Saturday, January 20, 2018
At the end of a week in which stock markets continued their record roar and Senate Democrats growled the necessity of tying a government funding deal to support for DACA, Democrats, joined by four Republicans, voted late last night against stopgap funding to keep government open. Their vote, contradicting a funding measure the House approved Thursday night and shuttering the federal government, comes on the first anniversary of President Trump’s first term in office.
However, most voters have said a shutdown would be bad for the economy, even if the vast majority admit that past shutdowns have had little, if any, impact on them personally.
In fact, American workers are more confident than ever that they will get a salary boost in the near future, and most continue to believe the best opportunity for career advancement is to stay put.
Ten states so far are planning to impose work requirements on able-bodied Medicaid recipients, and most Americans think that’s a good idea.
But with some states planning ways to tighten their Medicaid and food stamp rolls, Americans still believe that too many count on the government for cash and that government welfare programs hurt more than they help.
While illegal immigration continues to be a contentious issue in Congress, fewer Americans now feel threatened that illegal immigrants are taking their jobs.
But more voters now believe most immigrants work hard to pursue the American Dream, and they have a favorable opinion of those who are working toward that dream.

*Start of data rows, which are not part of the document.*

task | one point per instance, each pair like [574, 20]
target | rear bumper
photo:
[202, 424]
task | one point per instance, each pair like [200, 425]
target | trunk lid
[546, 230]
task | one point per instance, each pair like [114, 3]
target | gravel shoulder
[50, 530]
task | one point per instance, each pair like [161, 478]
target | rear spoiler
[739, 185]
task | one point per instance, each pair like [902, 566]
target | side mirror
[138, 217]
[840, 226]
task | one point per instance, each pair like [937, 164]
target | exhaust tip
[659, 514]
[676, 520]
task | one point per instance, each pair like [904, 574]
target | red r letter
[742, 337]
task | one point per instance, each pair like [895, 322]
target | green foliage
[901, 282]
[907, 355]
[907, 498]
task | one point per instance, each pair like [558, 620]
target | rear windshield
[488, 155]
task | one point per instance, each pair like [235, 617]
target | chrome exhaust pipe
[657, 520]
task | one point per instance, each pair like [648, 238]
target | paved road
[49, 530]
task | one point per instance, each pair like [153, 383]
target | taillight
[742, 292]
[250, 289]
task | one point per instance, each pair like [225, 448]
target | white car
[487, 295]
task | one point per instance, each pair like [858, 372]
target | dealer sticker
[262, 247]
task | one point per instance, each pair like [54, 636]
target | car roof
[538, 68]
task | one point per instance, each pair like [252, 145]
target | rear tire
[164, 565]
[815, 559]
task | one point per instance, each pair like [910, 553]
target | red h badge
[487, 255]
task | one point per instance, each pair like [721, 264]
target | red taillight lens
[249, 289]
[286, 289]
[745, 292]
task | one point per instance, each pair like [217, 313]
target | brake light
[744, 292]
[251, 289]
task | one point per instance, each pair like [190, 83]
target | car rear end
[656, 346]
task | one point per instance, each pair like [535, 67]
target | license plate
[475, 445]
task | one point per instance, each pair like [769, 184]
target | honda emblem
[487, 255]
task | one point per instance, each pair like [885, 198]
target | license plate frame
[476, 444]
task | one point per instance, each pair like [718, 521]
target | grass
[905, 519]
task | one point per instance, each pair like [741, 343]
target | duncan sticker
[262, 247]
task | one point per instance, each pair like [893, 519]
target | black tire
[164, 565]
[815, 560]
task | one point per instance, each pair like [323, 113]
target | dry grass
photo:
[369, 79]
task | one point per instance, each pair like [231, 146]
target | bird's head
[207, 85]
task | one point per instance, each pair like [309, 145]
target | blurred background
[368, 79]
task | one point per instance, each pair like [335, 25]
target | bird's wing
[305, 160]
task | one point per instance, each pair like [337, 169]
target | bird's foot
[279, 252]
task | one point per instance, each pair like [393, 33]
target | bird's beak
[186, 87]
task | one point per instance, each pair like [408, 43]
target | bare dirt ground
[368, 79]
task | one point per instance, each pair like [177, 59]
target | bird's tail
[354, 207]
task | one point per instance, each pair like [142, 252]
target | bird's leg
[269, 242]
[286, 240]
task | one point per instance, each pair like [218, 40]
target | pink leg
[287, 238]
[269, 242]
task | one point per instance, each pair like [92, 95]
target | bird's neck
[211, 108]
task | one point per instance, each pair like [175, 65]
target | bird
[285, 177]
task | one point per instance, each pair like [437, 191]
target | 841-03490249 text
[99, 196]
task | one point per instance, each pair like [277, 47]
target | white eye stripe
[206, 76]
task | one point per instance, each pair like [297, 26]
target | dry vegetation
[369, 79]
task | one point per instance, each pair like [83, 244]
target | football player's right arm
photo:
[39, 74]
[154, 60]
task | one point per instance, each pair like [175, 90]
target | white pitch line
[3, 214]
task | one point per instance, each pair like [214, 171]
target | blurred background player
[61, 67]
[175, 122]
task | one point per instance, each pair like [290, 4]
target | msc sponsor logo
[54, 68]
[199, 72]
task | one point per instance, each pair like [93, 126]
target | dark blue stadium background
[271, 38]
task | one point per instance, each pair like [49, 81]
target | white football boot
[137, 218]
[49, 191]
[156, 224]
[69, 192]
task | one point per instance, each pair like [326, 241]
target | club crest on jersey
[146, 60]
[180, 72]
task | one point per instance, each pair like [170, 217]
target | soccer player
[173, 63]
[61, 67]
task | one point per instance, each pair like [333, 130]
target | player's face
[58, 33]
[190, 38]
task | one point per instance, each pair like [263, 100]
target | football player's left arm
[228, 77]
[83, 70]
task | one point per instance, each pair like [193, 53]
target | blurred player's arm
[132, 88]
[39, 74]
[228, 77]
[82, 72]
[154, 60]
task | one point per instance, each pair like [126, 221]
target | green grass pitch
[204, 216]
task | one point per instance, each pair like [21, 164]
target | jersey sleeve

Lost in the furor over whether President Trump used off-color language in a private discussion of legal immigration is the issue he was addressing: Why isn’t the United States admitting higher skilled, better-educated immigrants? Maybe it’s because voters themselves are conflicted.
Still, voters tend to believe prominent Democrats who accuse Trump of being a racist for championing the bringing of higher educated, more skilled immigrants to America. Overwhelming majorities of voters who Strongly Approve or Strongly Disapprove of the president hold opposing views on the issue.
Under that accusation, and having replaced America’s first black president, more voters think the government is not doing enough to improve conditions for America’s black youth, though they think they are ultimately responsible for improving their own situation.
This Martin Luther King, Jr. Day, Americans had a marginally more promising outlook on race relations than they did six months ago.
In other surveys last week:
-- The Trump administration has announced that it will allow oil and gas drilling in most U.S. coastal waters, although Florida quickly obtained an exemption and other states are expected to follow. However, voter support for offshore drilling has fallen dramatically to its lowest level in 10 years of regular surveying.
-- Wacky tobaccy, cronic, dope...whatever you call it, an ever-growing wave of support for legalizing the recreational use of marijuana has been permeating throughout the United States of America recently. Is America about to go up in smoke? Or are we just tripping? Take a deep breath and check out this week's Rasmussen Minute.
-- Forty percent (40%) of voters now think the country is heading in the right direction. That compares to 30% two years ago at this time in Barack Obama’s final year as president.